Die besuchten Kolleginnen und Kollegen waren in der Regel davon überrascht, dass sie eine wertschätzende Beobachtung ihres Unterrichts erfuhren und sinnvolle, sofort umsetzbare Ratschläge und Tipps erhielten, die sie selber nicht entdeckt hatten.
Mehrere Kolleginnen und Kollegen betonten, dass sie unmittelbar nach der Kollegialen Hospitation motivierter und sicherer in ihren Unterricht gingen, in zwei Fällen konnte das
„Problem“ sofort gelöst werden.
Alle Kolleginnen und Kollegen in den Tandems besuchten sich gegenseitig. Vielen wurde der Unterschied zwischen Feedback und Beurteilung klar und wichtig.
Oft ergaben sich aus den Tandems heraus weitere Impulse der Zusammenarbeit über die Kollegiale Hospitation hinaus (gemeinsame Schulaufgaben / Prüfungen, Lehrertausch, Austausch und Erarbeitung von Unterrichtsmaterial und Unterrichtskonzepten).

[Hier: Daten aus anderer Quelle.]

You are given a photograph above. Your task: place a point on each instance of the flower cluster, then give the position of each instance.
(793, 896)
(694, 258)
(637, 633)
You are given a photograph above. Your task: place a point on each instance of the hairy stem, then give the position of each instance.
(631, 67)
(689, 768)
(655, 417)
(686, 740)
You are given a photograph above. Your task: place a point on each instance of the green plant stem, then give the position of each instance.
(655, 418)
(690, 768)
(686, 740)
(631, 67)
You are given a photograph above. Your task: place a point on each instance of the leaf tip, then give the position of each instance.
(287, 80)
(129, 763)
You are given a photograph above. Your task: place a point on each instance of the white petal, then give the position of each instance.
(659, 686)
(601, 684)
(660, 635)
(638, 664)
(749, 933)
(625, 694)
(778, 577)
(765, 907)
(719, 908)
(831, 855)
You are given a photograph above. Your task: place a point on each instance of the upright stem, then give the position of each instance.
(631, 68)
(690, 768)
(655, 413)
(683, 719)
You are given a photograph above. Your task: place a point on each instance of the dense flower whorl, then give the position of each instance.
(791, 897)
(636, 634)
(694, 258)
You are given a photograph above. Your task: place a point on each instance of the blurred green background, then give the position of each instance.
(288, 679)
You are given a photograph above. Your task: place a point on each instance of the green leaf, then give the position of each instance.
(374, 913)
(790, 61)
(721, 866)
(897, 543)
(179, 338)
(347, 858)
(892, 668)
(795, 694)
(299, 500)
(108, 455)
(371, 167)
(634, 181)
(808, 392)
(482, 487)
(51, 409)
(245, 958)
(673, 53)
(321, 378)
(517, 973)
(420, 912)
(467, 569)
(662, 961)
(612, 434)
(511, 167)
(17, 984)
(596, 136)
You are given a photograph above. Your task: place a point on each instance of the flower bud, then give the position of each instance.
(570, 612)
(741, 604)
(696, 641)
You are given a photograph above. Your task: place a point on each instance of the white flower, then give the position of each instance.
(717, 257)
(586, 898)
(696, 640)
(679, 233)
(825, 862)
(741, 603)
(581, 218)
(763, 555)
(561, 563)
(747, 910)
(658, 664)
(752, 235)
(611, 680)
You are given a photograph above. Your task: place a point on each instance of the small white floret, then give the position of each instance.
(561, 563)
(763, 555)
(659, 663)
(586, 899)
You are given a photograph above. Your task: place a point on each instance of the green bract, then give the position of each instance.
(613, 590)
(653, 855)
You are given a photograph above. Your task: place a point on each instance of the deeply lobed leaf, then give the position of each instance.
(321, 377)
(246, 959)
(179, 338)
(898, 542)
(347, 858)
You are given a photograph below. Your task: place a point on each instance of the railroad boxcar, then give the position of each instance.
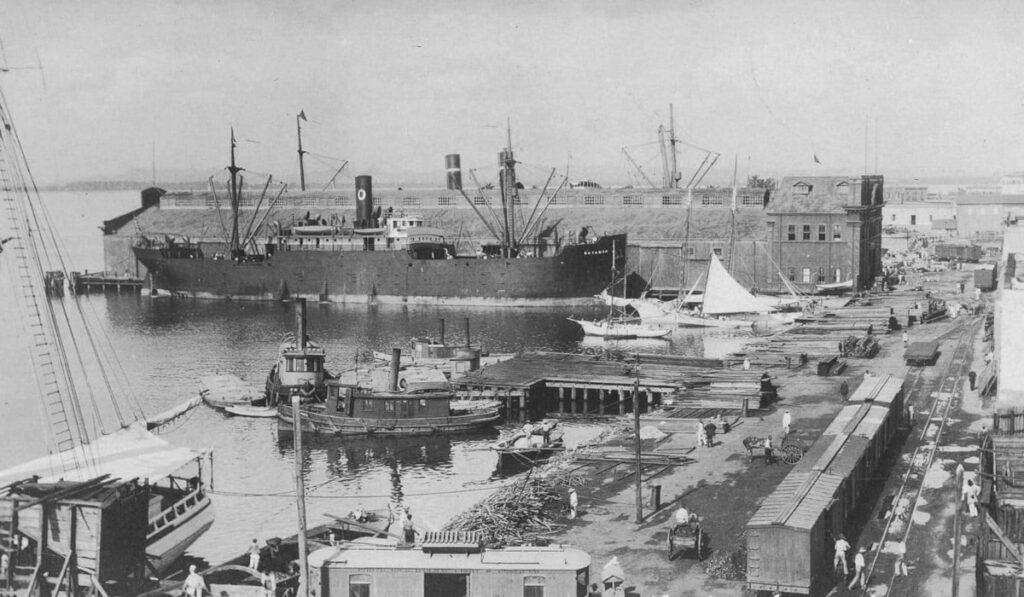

Im Zusammenhang mit der „Mittelstufe Plus“ – das Gymnasium Puchheim ist Pilotschule - soll auch im neuen Schuljahr das Konzept Kollegiale Hospitation beworben und forciert
werden. Die Anzahl der Tandems soll weiter gesteigert werden. Dazu werden die positiven Ergebnisse der bisherigen Tandems in die Kollegenschaft eingespielt. Vielleicht ergibt sich gerade für Lehrpersonen in Mittelstufe-Plus–Klassen etwas mehr Raum und Zeit für die Gestaltung der Kollegialen Hospitation. Dennoch soll die Teilnahme nach wie vor völlig freiwillig erfolgen.